C'est ce décalage entre la promesse et l'efficacité réelle qui nourrit le soupçon d'un prétexte : une cause consensuelle, difficile à refuser, qui sert à faire accepter un outil de portée bien plus large.
…mais aux conséquences, elles, bien réelles
- La dérive d'usage (function creep). Une fois le mécanisme d'analyse installé dans les applications, rien n'empêche techniquement d'en étendre le périmètre : d'abord d'autres infractions, puis d'autres finalités. L'outil créé pour une cause précise devient disponible pour tout.
- Le secret professionnel et les secrets d'affaires. Une analyse généralisée fragilise des pans entiers de l'économie qui reposent sur la confidentialité : le secret de l'avocat, le secret médical, les brevets et secrets industriels, les travaux de recherche, la confidentialité des appels d'offres. Un échange intercepté ou divulgué, c'est une stratégie éventée, un brevet compromis, une offre faussée — un désavantage concurrentiel direct.
- Un risque judiciaire qui n'a rien de théorique. Les affaires récentes rappellent que des communications privées peuvent suffire à fonder des poursuites — et mener jusqu'à la prison. Concentrer ces données, c'est forger une arme dont l'usage dépend entièrement de qui la détient, aujourd'hui comme demain.
La question de fond : qui détient les clés ?
Le vrai sujet n'est pas « pour ou contre » chaque réforme. C'est : qui contrôle l'infrastructure une fois qu'elle existe ? Celui qui détient la clé d'analyse, la clé d'identité ou le canal de facturation détient un pouvoir considérable — et ce pouvoir ne disparaît pas si les intentions changent. Une infrastructure de contrôle se justifie par ses usages vertueux, mais elle reste disponible pour d'autres usages.
💡 La réponse souveraine existe : privilégier, partout où c'est possible, le chiffrement fort, les outils libres / open source et l'hébergement chez soi — là où vos données restent à vous. C'est la logique que nous défendons pour l'IA (voir L'IA en local) comme pour l'infrastructure (voir Panorama des technologies serveur).

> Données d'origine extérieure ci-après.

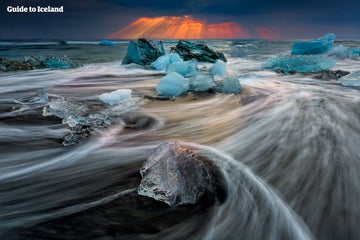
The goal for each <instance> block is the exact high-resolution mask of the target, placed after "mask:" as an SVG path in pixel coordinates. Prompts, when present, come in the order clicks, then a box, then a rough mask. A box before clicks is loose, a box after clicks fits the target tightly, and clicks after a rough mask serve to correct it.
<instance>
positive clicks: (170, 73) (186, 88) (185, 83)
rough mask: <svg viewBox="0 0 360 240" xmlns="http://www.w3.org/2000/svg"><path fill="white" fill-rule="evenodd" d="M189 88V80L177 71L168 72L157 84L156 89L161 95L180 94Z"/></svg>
mask: <svg viewBox="0 0 360 240" xmlns="http://www.w3.org/2000/svg"><path fill="white" fill-rule="evenodd" d="M188 90H189V80H187V79H185V78H184V77H183V76H182V75H180V74H179V73H177V72H171V73H168V74H167V75H166V76H165V77H163V78H161V79H160V81H159V83H158V84H157V85H156V91H157V93H158V94H159V95H161V96H169V97H172V96H178V95H180V94H182V93H184V92H187V91H188Z"/></svg>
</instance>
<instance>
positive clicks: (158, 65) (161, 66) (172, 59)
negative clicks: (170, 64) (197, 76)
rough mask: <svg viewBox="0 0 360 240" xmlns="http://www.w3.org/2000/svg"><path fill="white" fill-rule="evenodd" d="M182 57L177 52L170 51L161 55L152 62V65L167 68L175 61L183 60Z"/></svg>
mask: <svg viewBox="0 0 360 240" xmlns="http://www.w3.org/2000/svg"><path fill="white" fill-rule="evenodd" d="M181 61H182V59H181V57H180V56H179V54H177V53H170V54H166V55H164V56H160V57H159V58H158V59H156V61H155V62H153V63H151V64H150V65H151V67H152V68H154V69H156V70H166V69H167V67H168V66H169V65H170V64H171V63H174V62H181Z"/></svg>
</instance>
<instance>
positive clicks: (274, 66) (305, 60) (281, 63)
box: [263, 55, 336, 73]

❓ Une question à se poser, sans réponse toute faite. Si demain votre identité numérique devient le point d'entrée unique pour signer un contrat, recevoir vos factures, voter, créer une entreprise, accéder à vos services publics et prouver qui vous êtes… alors qui contrôle cette identité — et que se passe-t-il le jour où l'on vous en refuse, ou suspend, l'accès ? La commodité d'une clé unique et la vulnérabilité d'un point de défaillance unique sont la même chose, vue de deux côtés.
En conclusion
Ces trois réformes ne forment pas un complot : ce sont des chantiers distincts, portés par des acteurs différents, pour de bonnes raisons affichées. Mais elles convergent vers un même résultat — une vie numérique où communiquer, s'identifier et facturer passent par des canaux officiels, tracés et tenus par des intermédiaires.
L'important n'est pas de tout refuser, mais de comprendre l'assemblage et de garder la main là où on le peut : un chiffrement qu'on ne brade pas, une identité qu'on ne réduit pas à une clé unique, des données qu'on héberge soi-même quand c'est possible. 2026 est l'année où ces choix se posent concrètement — autant les faire en connaissance de cause.
Ce qui est peut-être le plus déconcertant, c'est que l'étendue réelle du dispositif échappe à la quasi-totalité des observateurs, experts compris. La raison tient à la logique même des spécialités : chaque professionnel approfondit son domaine — le droit pour le juriste, la comptabilité pour le financier, les systèmes d'information pour l'informaticien, la mesure d'audience pour le publicitaire — sans jamais avoir à en croiser les lignes. Chaque regard est précis ; aucun n'embrasse l'ensemble. Or c'est précisément l'articulation des pièces qui révèle l'ampleur du phénomène — une articulation que cet article s'est efforcé, modestement, d'esquisser.
Trois dossiers, une même question : à mesure que le numérique se normalise, qui en garde les clés ? La meilleure protection reste celle qu'on maîtrise — chiffrement fort, logiciels libres, hébergement souverain.